Fulmar, who was quiet during this exchange, suddenly spoke up. “If everything is going as arranged, may I take her back to my village tonight? If I don’t do it soon, the winds will freeze the ocean for months.”

Her father presented a sack that contained the usual dowry as well as cheeses and meats that could be eaten along the journey. “Yes, indeed you may. Sedna, if you please.”

It was as unceremonious as it sounded, but soon Sedna was out in the howling blizzard to the boat which Fulmar had came in. He secured the sack and Sedna, and started rowing into the fog of white. She had taken Malina, their only husky, with her. Malina would not stop growling. They huddled together for warmth as snow whistled through the air and found all the flaws in her cloak.

As they kept traveling, Fulmar’s great size seemed to be whittled away by the wind. Eventually, he morphed into a strange, small animal– a tiny sea bird. He sat there, the poor creature he was, shivering in the cold.

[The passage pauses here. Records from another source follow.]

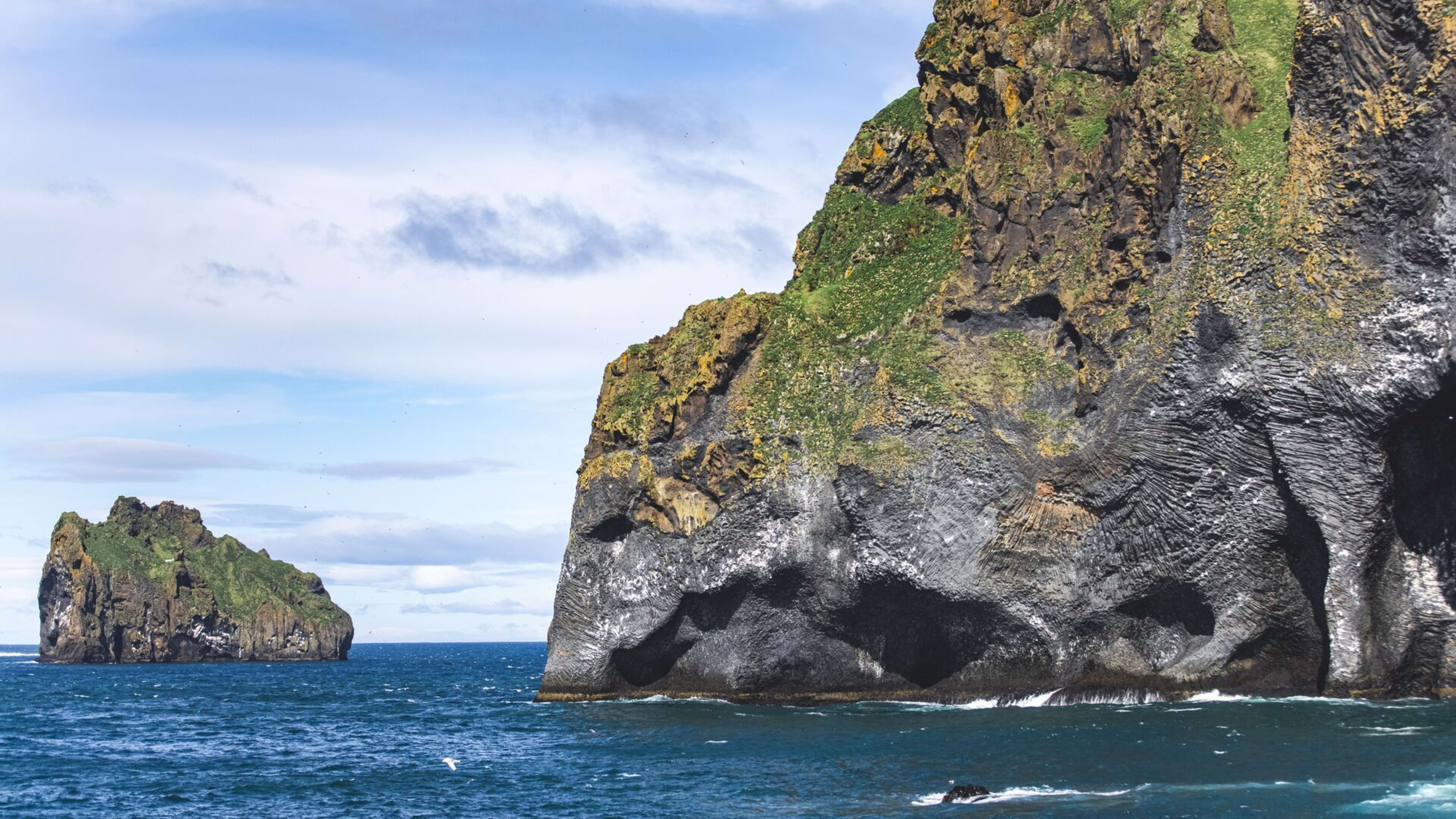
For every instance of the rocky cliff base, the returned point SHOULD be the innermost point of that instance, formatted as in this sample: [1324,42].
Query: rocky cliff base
[154,585]
[1119,359]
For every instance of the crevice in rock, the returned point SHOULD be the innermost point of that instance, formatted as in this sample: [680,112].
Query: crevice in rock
[1421,451]
[612,530]
[921,634]
[1036,314]
[656,659]
[1174,605]
[1308,557]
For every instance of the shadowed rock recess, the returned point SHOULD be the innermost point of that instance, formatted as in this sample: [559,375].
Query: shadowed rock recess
[154,585]
[1119,362]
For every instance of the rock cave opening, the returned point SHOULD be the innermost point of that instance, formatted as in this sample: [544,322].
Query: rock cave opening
[1421,451]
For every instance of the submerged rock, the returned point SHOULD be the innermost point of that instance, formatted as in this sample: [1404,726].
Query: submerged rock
[965,793]
[1119,359]
[154,585]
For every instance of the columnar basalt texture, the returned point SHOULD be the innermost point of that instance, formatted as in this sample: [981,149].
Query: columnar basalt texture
[1119,359]
[152,585]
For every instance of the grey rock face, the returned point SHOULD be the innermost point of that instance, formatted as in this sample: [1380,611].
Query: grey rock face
[154,585]
[1260,502]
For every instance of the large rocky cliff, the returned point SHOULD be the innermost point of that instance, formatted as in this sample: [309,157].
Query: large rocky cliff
[1117,361]
[154,585]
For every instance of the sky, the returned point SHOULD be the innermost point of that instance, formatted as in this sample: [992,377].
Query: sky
[344,275]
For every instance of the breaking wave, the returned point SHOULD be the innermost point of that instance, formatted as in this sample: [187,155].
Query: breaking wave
[1011,795]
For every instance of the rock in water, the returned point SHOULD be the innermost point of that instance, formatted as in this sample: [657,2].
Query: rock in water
[154,585]
[965,793]
[1119,359]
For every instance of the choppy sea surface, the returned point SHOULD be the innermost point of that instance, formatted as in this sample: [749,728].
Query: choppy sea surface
[369,738]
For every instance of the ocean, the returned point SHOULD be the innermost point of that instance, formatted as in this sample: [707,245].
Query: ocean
[369,736]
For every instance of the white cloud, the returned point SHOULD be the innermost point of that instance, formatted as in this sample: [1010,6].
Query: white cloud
[769,6]
[86,413]
[439,554]
[410,470]
[105,460]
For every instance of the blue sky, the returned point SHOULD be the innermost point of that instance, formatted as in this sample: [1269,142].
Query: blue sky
[344,273]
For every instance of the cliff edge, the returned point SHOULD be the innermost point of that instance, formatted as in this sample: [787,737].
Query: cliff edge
[154,585]
[1117,362]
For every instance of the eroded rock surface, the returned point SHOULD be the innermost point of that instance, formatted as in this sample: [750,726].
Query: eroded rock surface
[1119,359]
[154,585]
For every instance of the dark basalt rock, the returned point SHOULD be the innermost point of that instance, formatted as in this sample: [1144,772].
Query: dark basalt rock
[152,585]
[965,793]
[1120,359]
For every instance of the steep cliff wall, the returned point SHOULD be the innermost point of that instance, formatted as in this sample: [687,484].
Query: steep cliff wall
[154,585]
[1119,359]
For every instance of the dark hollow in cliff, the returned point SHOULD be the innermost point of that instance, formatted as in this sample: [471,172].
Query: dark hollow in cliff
[1117,362]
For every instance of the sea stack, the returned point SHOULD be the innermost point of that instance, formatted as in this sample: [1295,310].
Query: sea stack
[152,585]
[1117,362]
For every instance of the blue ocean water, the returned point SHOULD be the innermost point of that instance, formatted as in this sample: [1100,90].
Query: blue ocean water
[367,738]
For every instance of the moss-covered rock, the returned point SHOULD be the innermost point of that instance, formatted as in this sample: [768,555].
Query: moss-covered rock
[154,585]
[1091,373]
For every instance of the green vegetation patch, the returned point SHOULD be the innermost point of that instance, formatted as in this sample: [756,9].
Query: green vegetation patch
[846,342]
[905,114]
[239,579]
[1265,41]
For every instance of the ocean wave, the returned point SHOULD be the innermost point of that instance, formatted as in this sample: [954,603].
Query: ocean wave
[1011,795]
[1407,731]
[1425,798]
[1046,700]
[1218,697]
[1407,703]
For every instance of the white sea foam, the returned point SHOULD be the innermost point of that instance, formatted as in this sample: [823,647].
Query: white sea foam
[1409,731]
[1425,798]
[1011,795]
[1218,697]
[1049,698]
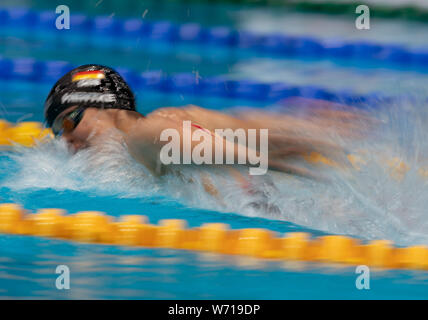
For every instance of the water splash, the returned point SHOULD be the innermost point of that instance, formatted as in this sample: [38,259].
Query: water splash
[385,197]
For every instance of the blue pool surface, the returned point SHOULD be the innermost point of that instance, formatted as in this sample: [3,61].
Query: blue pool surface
[27,264]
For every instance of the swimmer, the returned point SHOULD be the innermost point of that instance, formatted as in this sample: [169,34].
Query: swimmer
[93,103]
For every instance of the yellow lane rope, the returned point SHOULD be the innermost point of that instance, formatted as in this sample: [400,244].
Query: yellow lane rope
[96,227]
[24,133]
[134,230]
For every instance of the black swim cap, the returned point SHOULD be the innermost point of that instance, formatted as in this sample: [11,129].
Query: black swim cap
[89,85]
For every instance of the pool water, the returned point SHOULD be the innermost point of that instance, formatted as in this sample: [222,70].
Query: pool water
[369,205]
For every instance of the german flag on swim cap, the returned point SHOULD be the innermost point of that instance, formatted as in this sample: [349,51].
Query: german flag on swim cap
[89,85]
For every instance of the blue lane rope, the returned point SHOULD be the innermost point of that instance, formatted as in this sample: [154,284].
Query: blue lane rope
[32,70]
[104,28]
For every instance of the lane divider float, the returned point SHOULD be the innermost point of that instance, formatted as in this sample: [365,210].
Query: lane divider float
[133,230]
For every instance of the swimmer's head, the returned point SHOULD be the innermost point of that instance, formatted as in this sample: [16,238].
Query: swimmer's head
[88,86]
[83,104]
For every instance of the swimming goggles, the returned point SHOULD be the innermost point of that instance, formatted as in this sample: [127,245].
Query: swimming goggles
[68,122]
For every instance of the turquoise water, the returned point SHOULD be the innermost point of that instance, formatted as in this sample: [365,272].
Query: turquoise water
[50,177]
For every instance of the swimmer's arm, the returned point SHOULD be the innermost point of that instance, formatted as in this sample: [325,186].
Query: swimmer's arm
[145,145]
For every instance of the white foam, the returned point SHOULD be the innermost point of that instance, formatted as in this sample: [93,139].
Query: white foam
[369,203]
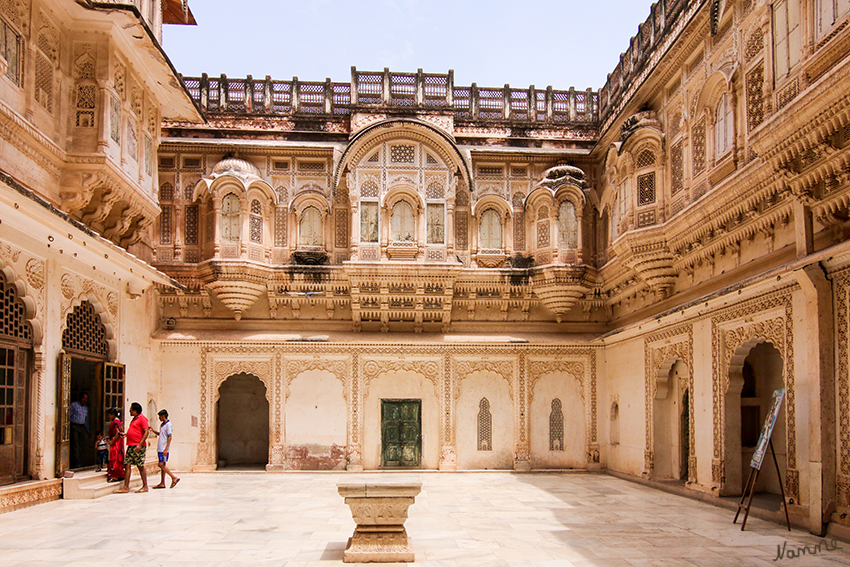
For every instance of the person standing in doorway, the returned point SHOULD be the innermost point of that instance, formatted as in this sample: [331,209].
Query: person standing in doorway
[115,472]
[137,443]
[163,445]
[79,416]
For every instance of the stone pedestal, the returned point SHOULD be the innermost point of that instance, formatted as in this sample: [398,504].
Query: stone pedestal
[379,509]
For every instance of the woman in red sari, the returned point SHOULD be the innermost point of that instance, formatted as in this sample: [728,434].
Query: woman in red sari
[115,472]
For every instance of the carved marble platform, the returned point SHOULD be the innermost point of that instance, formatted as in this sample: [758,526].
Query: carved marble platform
[379,509]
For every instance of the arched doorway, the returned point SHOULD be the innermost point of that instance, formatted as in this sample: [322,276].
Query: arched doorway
[16,338]
[757,370]
[670,423]
[242,423]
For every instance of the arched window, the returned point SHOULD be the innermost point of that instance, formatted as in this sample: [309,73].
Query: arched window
[231,218]
[490,231]
[723,126]
[402,223]
[310,229]
[256,222]
[567,225]
[556,426]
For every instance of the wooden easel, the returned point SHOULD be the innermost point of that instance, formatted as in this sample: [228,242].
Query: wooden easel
[750,487]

“I was right, there was something odd about you. You’re no man– you’re a seabird!” Sedna sighed, seizing the oars. Her teeth chattered as she started rowing back to her village. “The marriage is off, by the way.”

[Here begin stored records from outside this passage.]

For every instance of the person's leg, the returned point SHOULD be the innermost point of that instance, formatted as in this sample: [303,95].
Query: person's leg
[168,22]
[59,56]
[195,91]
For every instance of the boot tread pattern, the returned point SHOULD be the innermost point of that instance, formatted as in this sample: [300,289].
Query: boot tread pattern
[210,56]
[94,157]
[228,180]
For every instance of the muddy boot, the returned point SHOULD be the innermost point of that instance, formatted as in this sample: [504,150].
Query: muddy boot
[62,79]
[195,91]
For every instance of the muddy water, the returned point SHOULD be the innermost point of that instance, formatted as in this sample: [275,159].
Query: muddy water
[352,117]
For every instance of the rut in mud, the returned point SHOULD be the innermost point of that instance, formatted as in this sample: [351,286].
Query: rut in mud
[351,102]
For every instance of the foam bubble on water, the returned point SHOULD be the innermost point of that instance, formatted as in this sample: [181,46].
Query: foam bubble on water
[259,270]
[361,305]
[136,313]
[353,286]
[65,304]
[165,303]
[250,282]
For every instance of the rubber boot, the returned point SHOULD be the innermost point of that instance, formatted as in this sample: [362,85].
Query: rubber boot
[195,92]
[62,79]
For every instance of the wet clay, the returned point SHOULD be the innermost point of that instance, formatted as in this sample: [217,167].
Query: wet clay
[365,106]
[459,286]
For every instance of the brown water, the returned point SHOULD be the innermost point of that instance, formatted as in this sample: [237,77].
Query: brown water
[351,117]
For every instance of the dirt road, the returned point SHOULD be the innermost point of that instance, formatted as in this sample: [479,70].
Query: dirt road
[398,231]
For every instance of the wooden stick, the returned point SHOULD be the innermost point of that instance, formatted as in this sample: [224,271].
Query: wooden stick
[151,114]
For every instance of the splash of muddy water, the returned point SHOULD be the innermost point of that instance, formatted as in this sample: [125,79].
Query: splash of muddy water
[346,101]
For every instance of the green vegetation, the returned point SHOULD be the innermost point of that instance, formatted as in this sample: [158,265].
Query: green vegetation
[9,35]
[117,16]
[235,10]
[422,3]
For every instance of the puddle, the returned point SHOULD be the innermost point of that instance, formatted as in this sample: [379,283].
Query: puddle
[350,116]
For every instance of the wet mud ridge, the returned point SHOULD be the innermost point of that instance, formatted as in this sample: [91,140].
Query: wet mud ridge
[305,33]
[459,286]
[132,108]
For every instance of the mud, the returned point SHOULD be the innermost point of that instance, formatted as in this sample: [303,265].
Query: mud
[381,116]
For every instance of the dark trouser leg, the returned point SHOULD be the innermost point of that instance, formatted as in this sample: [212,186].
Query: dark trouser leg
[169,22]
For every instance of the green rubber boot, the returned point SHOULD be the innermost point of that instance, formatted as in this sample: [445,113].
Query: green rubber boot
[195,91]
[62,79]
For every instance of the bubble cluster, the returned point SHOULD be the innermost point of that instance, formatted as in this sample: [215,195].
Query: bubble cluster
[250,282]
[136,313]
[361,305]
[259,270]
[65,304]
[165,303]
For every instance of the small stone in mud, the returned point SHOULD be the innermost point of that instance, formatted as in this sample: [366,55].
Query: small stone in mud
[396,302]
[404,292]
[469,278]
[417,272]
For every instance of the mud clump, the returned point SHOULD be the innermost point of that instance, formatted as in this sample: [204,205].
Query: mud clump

The bird-or Fulmar-seemed to grow larger. It flew with its full strength, its wings buffeting the air, and attacked Sedna with a screeching cry. She shrieked as Fulmar tore at her already numb fingers and face, trying to render her unable to row. The ocean’s waves crashed even harder, drowning out even the wind. Malina jumped at the bird, snapping his teeth fruitlessly in the air and slashing with his claws, rocking the small boat and terrifying Sedna more and more. Suddenly, the waves, wind, and boat worked together to force Sedna in a position where she was gripping the side of the boat for her life. Fulmar dove at her fingers so that Sedna’s weight wouldn’t overturn the boat, while Malina tipped it even more by lunging at the bird.

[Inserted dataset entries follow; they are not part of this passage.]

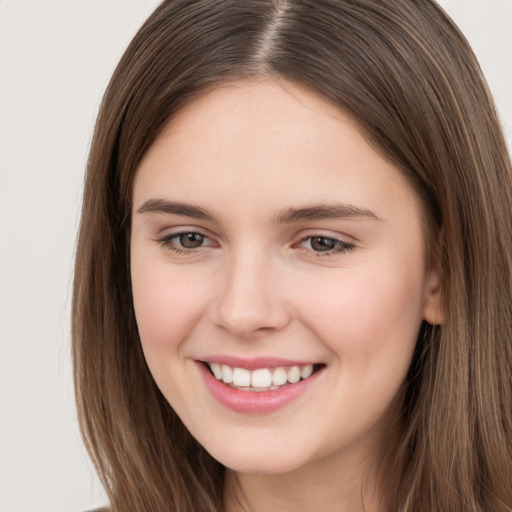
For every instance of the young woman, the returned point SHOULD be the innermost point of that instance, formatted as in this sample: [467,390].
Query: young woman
[294,270]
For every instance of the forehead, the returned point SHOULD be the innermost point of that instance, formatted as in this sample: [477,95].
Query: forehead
[246,141]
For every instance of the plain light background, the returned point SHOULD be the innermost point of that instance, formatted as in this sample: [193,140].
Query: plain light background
[56,57]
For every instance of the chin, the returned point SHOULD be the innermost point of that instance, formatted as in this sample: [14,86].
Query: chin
[255,460]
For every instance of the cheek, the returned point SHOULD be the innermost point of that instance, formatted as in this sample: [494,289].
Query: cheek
[168,304]
[369,318]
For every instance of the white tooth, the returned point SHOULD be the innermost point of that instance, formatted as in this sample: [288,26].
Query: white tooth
[241,377]
[217,370]
[227,374]
[306,371]
[261,378]
[279,377]
[294,375]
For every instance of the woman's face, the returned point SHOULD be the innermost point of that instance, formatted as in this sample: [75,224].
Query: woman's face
[269,240]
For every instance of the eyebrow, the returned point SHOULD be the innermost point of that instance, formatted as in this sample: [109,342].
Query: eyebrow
[286,216]
[176,208]
[325,212]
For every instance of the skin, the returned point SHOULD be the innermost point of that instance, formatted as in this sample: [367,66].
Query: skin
[246,152]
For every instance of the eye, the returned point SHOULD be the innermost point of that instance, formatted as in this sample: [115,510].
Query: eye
[325,245]
[186,241]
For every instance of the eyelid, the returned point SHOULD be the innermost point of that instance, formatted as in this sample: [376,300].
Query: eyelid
[343,243]
[166,240]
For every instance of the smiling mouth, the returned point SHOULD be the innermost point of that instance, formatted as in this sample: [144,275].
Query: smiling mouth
[261,379]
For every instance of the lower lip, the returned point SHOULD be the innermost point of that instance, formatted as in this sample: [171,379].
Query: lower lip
[255,401]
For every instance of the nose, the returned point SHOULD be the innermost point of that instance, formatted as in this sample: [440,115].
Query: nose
[251,299]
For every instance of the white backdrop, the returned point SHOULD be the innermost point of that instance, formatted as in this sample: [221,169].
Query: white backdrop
[56,57]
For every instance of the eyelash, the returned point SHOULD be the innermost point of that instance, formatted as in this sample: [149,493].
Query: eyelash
[340,246]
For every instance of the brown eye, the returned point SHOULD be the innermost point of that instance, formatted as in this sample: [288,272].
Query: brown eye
[191,240]
[326,245]
[322,243]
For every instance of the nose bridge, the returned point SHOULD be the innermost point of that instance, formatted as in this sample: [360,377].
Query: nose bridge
[250,300]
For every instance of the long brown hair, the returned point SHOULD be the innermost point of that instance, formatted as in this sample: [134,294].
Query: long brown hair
[407,75]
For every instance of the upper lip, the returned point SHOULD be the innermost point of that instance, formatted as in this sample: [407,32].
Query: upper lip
[255,362]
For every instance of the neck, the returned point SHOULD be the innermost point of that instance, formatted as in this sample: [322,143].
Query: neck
[322,486]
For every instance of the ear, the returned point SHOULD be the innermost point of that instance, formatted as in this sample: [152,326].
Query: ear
[433,309]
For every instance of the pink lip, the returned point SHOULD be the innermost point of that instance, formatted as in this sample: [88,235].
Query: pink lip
[255,401]
[255,363]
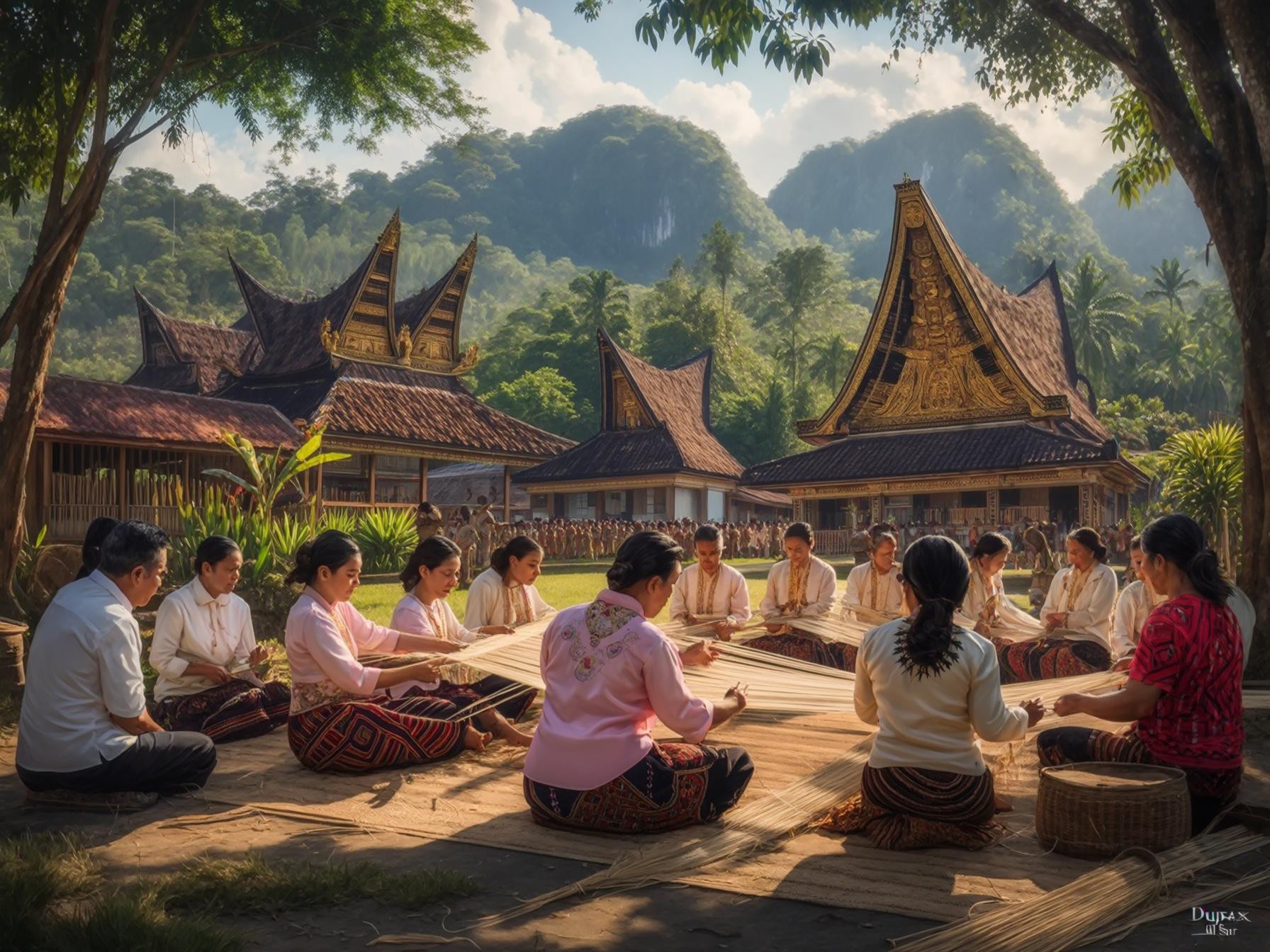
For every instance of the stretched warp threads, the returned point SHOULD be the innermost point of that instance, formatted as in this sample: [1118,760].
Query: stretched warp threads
[757,823]
[1066,917]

The paralysis of the cold ocean was starting to set into her body. She knew the ocean would swallow her- those who fell into the ocean would not live if they didn’t warm themselves up within minutes. Finally, the boat capsized, and she fell deeper and deeper into the dark. Her flesh was slowly dissolving and becoming one with the sea,  fizzing and hissing into bubbles. She opened her mouth to scream, but the ocean sucked her voice and breath away. Surprised that she could open her eyes with ease, her gaze fell upon wriggling, worm-like appendages. She later realized that those were her severed fingers, morphing into different kinds of scaly, streamlined and small animals.

Sedna suddenly realized that she was still alive, and the water around her was becoming warmer and warmer. She stuck her hand out in front of her only to see a strange, faint blue glow. The strange little creatures congregated around it.

“I’ll call you fish.”

Sedna the Sea Goddess still lives to this day.